Bias Assessment

Tutorial 2 of 4

1. Introduction

This tutorial aims to guide you through the process of detecting and mitigating bias in AI systems. Bias in AI is a significant issue that can skew outcomes, often in ways that disadvantage certain groups. This tutorial will help you understand how to identify and deal with bias in AI.

By the end of this tutorial, you will learn about:

  • Different types of bias in AI
  • How to detect bias in your AI models
  • Techniques to mitigate bias

Prerequisites: A basic understanding of AI and machine learning is beneficial.

2. Step-by-Step Guide

a. Understanding Bias in AI

Bias in AI can occur due to various reasons like skewed data, prejudice in data collection, etc. It can lead to unfair outcomes, which can be harmful.

b. Detecting Bias in AI

Detecting bias involves evaluating your model's performance across different groups. For example, if your AI model is for credit approval, check if the approval rates differ across gender, age, or ethnicity.

c. Mitigating Bias in AI

Mitigating bias is a complex task that involves several steps like collecting diverse data, being transparent about your AI's limitations, and regularly reviewing and updating your AI models.

3. Code Examples

a. Detecting Bias

# Import necessary libraries
from sklearn.metrics import accuracy_score

# Let's assume y_test are the true labels and y_pred are the predicted labels
y_test = [...]
y_pred = [...]

# Calculate accuracy
total_accuracy = accuracy_score(y_test, y_pred)

# Calculate accuracy for a subgroup, e.g., females
female_accuracy = accuracy_score(y_test[female_indices], y_pred[female_indices])

# If there is a significant difference between total_accuracy and female_accuracy, there might be a bias

b. Mitigating Bias

# Let's assume we have a dataset with gender bias. We can mitigate it by upsampling the minority class

# Import necessary libraries
from sklearn.utils import resample

# Separate majority and minority classes
df_majority = df[df.gender=="male"]
df_minority = df[df.gender=="female"]

# Upsample minority class
df_minority_upsampled = resample(df_minority, 
                                 replace=True,     # sample with replacement
                                 n_samples=df_majority.shape[0],    # to match majority class
                                 random_state=123) # reproducible results

# Combine majority class with upsampled minority class
df_upsampled = pd.concat([df_majority, df_minority_upsampled])

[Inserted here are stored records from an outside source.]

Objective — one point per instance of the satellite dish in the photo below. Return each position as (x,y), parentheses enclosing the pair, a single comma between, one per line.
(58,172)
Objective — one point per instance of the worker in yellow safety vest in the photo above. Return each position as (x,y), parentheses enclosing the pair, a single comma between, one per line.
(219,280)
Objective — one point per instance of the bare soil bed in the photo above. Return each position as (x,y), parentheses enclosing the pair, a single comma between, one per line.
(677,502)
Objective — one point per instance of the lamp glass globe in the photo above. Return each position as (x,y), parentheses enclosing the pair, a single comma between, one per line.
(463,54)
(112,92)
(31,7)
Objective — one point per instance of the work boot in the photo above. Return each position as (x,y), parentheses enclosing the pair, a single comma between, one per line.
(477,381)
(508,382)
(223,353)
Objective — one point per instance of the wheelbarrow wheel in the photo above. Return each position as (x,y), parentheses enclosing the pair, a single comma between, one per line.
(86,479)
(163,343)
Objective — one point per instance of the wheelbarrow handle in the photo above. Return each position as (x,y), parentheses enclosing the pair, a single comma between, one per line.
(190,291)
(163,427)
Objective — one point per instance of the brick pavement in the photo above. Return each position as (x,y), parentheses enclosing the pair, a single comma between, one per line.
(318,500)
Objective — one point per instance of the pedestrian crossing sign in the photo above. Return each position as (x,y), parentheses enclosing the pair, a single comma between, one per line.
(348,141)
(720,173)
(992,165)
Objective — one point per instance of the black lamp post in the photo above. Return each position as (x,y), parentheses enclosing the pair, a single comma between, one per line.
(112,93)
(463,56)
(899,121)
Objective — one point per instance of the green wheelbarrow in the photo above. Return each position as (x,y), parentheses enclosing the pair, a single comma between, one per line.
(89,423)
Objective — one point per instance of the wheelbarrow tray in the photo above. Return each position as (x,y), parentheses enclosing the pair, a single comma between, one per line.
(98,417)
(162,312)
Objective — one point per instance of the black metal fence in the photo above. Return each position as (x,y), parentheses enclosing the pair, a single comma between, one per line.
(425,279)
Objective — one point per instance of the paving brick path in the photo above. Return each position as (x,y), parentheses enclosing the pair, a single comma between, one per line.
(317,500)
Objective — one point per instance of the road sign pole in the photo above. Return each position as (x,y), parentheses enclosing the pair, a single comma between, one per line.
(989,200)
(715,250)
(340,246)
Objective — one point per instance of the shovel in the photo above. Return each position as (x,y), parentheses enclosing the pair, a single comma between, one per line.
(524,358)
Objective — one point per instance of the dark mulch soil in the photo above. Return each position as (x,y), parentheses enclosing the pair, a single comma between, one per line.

# Now the data has less gender bias

4. Summary

In this tutorial, we covered different types of bias in AI, how to detect them, and techniques to mitigate them. Keep in mind that completely eliminating bias is impossible, but we can reduce it to a certain extent.

5. Practice Exercises

  1. Exercise: Use the accuracy_score method from sklearn.metrics to calculate the accuracy of your model for different subgroups in your data.

Solution: The solution is similar to the code snippet in the 'Detecting Bias' section. Replace 'female_indices' with indices for the subgroup you want to calculate the accuracy for.

  1. Exercise: Use the resample method from sklearn.utils to upsample a minority class in your data and mitigate bias.

Solution: The solution is similar to the code snippet in the 'Mitigating Bias' section. Replace 'df_minority' and 'df_majority' with your minority and majority classes.

Remember, the key to dealing with bias is staying aware, constantly evaluating your models, and taking steps to mitigate bias when you find it. Happy learning!